# Blackcurrants



## BlueJay (Sep 20, 2013)

Google seems to think I mean currants as in raisins...

Are blackcurrants and redcurrants safe?


----------



## Magyarmum (Apr 27, 2015)

They're both safe to feed your dog in small quantities .


----------



## smokeybear (Oct 19, 2011)

BlueJay said:


> Google seems to think I mean currants as in raisins...
> 
> Are blackcurrants and redcurrants safe?

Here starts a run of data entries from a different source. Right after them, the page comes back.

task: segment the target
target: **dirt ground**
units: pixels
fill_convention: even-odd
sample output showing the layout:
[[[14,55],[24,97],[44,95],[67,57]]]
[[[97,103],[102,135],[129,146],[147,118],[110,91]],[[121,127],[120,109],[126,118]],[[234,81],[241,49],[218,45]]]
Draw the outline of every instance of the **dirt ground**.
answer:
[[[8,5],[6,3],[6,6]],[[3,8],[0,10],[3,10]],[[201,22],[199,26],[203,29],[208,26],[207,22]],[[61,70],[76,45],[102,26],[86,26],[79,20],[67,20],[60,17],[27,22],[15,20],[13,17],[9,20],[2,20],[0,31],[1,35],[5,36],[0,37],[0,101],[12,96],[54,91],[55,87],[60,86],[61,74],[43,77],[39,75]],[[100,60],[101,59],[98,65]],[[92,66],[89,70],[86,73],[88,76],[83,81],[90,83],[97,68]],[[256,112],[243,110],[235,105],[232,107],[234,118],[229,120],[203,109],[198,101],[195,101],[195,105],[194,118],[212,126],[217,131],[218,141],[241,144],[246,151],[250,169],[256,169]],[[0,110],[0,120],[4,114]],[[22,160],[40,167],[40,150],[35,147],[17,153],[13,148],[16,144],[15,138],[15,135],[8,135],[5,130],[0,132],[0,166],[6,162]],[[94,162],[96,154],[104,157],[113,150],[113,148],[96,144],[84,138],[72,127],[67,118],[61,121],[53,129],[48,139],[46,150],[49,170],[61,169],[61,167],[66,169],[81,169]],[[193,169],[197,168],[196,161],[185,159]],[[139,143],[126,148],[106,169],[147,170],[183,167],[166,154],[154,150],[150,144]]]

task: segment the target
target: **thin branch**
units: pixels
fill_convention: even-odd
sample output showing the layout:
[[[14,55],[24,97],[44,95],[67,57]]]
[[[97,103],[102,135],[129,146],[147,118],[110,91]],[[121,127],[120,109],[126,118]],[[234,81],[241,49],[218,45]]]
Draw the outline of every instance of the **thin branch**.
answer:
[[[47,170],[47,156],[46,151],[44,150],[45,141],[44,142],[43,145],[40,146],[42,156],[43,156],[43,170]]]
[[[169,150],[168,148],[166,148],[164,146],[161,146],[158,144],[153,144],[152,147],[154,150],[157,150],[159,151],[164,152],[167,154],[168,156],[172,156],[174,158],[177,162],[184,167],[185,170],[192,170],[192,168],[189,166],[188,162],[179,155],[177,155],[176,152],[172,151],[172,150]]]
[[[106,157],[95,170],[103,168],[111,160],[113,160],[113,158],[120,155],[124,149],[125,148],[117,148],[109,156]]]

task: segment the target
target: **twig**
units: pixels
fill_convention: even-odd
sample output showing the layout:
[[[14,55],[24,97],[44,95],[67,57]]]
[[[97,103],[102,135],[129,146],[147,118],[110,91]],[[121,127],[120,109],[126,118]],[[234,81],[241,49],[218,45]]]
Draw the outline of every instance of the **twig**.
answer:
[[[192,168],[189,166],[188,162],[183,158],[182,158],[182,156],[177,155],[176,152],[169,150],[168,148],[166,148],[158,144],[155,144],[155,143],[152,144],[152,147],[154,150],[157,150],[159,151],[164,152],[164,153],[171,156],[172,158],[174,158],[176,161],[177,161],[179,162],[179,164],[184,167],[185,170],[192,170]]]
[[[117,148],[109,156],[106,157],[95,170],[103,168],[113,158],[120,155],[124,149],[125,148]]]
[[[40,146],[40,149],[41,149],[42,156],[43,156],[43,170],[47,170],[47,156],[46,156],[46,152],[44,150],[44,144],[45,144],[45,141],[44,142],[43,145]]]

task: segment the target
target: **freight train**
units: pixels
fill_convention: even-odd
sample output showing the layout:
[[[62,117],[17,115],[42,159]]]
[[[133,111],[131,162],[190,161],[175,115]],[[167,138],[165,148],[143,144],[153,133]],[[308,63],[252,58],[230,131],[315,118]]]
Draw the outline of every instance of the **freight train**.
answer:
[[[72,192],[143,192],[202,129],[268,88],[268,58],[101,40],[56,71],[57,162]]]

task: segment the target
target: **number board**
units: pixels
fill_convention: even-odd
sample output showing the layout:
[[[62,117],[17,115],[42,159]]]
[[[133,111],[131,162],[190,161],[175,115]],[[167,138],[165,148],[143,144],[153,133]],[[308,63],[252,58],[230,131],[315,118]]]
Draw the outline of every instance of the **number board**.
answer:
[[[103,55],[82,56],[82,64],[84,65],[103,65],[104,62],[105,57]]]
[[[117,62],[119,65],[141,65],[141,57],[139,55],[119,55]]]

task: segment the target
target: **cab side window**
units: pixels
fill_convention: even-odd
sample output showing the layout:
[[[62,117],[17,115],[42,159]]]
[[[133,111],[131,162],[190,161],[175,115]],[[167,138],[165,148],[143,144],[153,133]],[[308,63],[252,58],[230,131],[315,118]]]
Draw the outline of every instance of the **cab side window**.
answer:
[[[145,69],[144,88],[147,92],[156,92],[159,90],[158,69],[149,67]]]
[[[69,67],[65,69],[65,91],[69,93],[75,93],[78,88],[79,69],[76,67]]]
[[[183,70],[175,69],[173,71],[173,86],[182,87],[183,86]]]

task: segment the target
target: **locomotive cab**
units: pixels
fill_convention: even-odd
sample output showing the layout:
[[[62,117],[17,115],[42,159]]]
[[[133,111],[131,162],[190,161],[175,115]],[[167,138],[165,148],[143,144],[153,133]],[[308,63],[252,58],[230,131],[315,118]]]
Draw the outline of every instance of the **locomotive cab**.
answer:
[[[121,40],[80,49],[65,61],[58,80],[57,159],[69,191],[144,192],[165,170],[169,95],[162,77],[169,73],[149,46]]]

If your dog likes blackcurrents, redcurrants and any other fruit other than grapes, then it is fine to do feed them.


----------



## JenKyzer (Jun 25, 2013)

I get the frozen mixed fruit boxes from asda / morrisons & they go down a treat here  think they've had a dabble at most fruit!


----------



## BlueJay (Sep 20, 2013)

Thanks troops!


----------



## Susan Stock (Jul 24, 2019)

Are they safe. Keep reading they arnt.


----------



## lullabydream (Jun 25, 2013)

Susan Stock said:


> Are they safe. Keep reading they arnt.


As above...just not grapes and raisins


----------



## Blackadder (Aug 25, 2014)

Blackcurrants (one word) are purple fleshy berries used to make Ribena, amongst other things & are perfectly safe.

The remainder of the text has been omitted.